# New S3 rumours



## Guest

Have you guys seen the thread on
http://www.tyresmoke.net/ubbthreads/pos ... 3&Board=a3.
Near the end of the thread (after all the fighting) there's a pic of a German car mag showing the New S3 (artists impression).


----------



## Karcsi

Hmm, seems like just speculation to me again. I hope for current S3 owners sake, it is not going to look like that! Apart from the new corporate grill, it's virtually identical to a standard A3.

http://pictureposter.audiworld.com/26588/a3sportback.jpg

New artist's impression of 5-dr as well in Auto, Motor und Sport.

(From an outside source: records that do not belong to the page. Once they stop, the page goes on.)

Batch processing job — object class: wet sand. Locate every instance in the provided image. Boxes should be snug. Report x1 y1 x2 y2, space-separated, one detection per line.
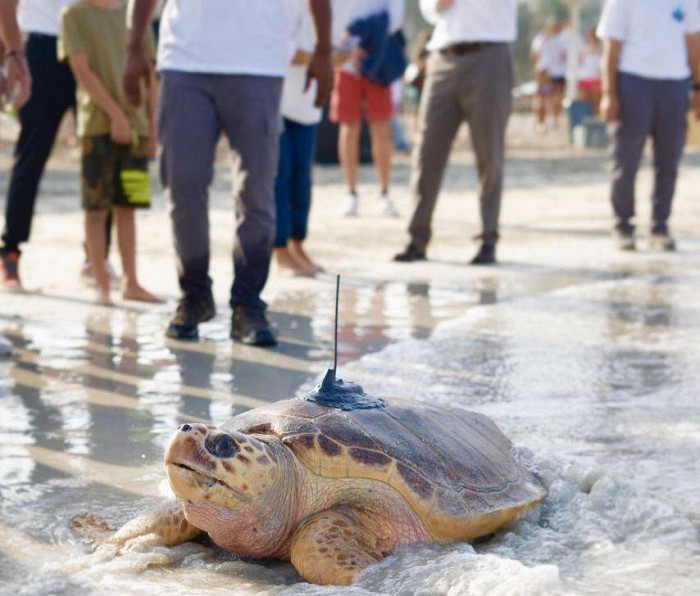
0 118 700 594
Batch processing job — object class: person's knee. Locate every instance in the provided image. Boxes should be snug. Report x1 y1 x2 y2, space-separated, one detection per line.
85 209 110 226
112 207 135 223
340 122 362 141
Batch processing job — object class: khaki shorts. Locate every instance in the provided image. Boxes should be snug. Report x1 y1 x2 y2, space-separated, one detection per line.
81 135 151 210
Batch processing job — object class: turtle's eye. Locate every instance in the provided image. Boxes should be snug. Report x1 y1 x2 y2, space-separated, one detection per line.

I now go by the premise "No news from ScoTTy means no news".


----------



## scoTTy

My news is from Audi UK. I bring UK news to the forum as early as poss but that's not to say the news won't come out in other countries first.

e.g. the manual 3.2 TT was announced by Germany whilst I had to wait to release the UK news. I'm as interested as everyone else when pictures come out, it's just I treat everything with a little sceptism until it's from a genuine source.

Thanks though Karcsi


----------



## ronin

Autocar has been saying one is on the horizon since december, they have given a date of 2005


----------



## scoTTy

It's extremely easy to guess and this is what most of the mags are full of. Then when a car actually come out they pick the most appropriate answer and say "we told you before anyone else",

Sceptical? Moi? :


----------



## sitas4

talking about 2006 now before this comes out - is this true?


----------